Der Autor Thomas Vaucher, der bereits Veröffentlichungen im historischen und fantastischen Bereich vorzuweisen hat, greift für seinen Roman „Winterhelden“ auf ein wenig bekanntes Kapitel Schweizer Geschichte zurück. Wie im umfangreichen Anhang erklärt wird, hat es Hans Teiling, den Helden von Giornico tatsächlich gegben. Doch nicht alles hat sich genauso zugetragen, wie es in „Winterhelden“ erzählt wird. In seiner Mischung aus Fakten und fiktivem Material schildert Vaucher vor dem militärischen Hintergrund des Kampfes mit den Mailändern auch die Freundschaft zwischen den zwei tapferen Söldnern, die sich nicht nur auf dem Schlachtfeld angesichts des Todes, sondern auch durch Verzicht in der Liebe bewähren muss.

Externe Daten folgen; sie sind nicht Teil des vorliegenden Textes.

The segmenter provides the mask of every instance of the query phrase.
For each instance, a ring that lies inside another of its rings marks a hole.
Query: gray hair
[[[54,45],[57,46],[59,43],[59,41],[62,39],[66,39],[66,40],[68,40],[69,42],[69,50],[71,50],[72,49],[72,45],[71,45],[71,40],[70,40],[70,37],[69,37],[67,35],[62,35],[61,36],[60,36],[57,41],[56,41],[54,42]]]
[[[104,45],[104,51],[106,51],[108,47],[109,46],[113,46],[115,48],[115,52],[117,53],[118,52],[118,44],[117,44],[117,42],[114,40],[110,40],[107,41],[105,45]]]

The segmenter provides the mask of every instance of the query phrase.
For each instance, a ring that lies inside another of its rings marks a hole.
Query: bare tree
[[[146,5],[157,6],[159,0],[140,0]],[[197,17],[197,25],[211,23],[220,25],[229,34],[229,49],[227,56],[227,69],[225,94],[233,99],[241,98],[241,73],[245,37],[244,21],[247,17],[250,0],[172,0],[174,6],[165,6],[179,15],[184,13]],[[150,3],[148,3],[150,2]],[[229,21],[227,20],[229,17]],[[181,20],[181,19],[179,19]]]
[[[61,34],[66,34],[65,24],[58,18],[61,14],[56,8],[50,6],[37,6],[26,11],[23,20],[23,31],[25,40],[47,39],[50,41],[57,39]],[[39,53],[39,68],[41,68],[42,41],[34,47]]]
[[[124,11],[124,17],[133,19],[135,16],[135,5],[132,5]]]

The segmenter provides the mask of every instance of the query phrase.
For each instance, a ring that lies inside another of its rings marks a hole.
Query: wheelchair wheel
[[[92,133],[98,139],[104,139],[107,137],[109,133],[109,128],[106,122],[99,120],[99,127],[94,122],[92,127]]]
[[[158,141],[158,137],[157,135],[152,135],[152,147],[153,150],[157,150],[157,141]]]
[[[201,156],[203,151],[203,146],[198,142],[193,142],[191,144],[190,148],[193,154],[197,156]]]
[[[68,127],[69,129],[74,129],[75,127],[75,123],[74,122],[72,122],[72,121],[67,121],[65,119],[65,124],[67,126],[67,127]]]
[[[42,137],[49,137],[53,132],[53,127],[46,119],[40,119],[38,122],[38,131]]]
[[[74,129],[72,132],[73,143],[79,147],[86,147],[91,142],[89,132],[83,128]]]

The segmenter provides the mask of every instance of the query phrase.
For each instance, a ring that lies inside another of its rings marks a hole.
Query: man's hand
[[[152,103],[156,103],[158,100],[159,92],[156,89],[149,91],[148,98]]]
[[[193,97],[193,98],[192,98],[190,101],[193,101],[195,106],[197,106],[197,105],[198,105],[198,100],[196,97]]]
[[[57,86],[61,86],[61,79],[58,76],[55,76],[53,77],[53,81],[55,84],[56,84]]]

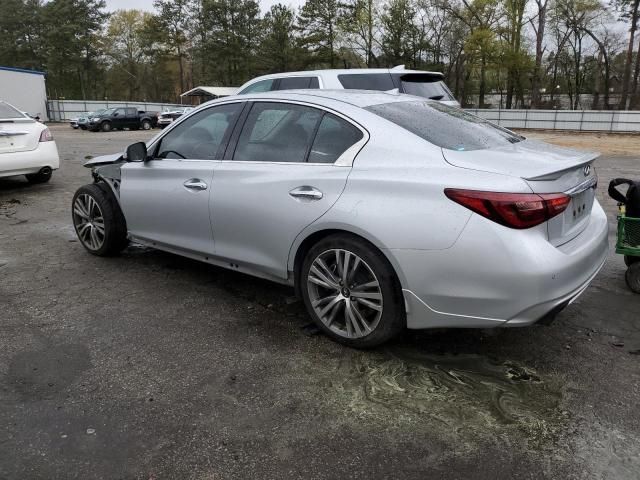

Mit dem aus einfachen Verhältnissen stammenden Raubein Sturmhans hat Vaucher einen wenig emotionalen oder gar beschreibenden Erzähler geschaffen. Abgesehen vom Dichter Viol sind auch die meisten anderen Charaktere wenig sprachgewandte Söldner. Daher rührt der einfache, berichtende Stil. Im Gespräch mit dem Chronisten Etterlin werden sogar gelegentlich der Raffung wegen geschichtsbuchartig Fakten refereriert. Der Liebeskonflikt um Maria und der Verrat durch ihren Vater hätten konflikt- und wortreicher gestaltet werden können. Beides wird für einen Roman sehr zivilisiert gelöst. Sturmhans verzichtet ein wenig im Inneren mit sich hadernd auf die Frau und der aggressive Vater wird lediglich tot aufgefunden, statt beispielsweise in einer Zweikampfszene auf dem Schlachtfeld gebührend dafür bestraft zu werden, dass er zum Feind übergelaufen ist. An solchen Stellen verschenkt der Autor Spannung und Dramatik. Allerdings ergeht er sich auch bei Schlachten oder bei der Behandlung von Angeklagten im Mittelalter, wo andere Autoren historischer Stoffe gern in Blut und Schmerzen waten, nicht in ausufernden Gewaltfantasien, sondern verlässt sich auf die Allgemeinbildung seiner Leser und der unmittelbaren Schilderung des Ich-Erzählers, der relativ nüchtern wiedergibt, was in seiner Umgebung geschieht.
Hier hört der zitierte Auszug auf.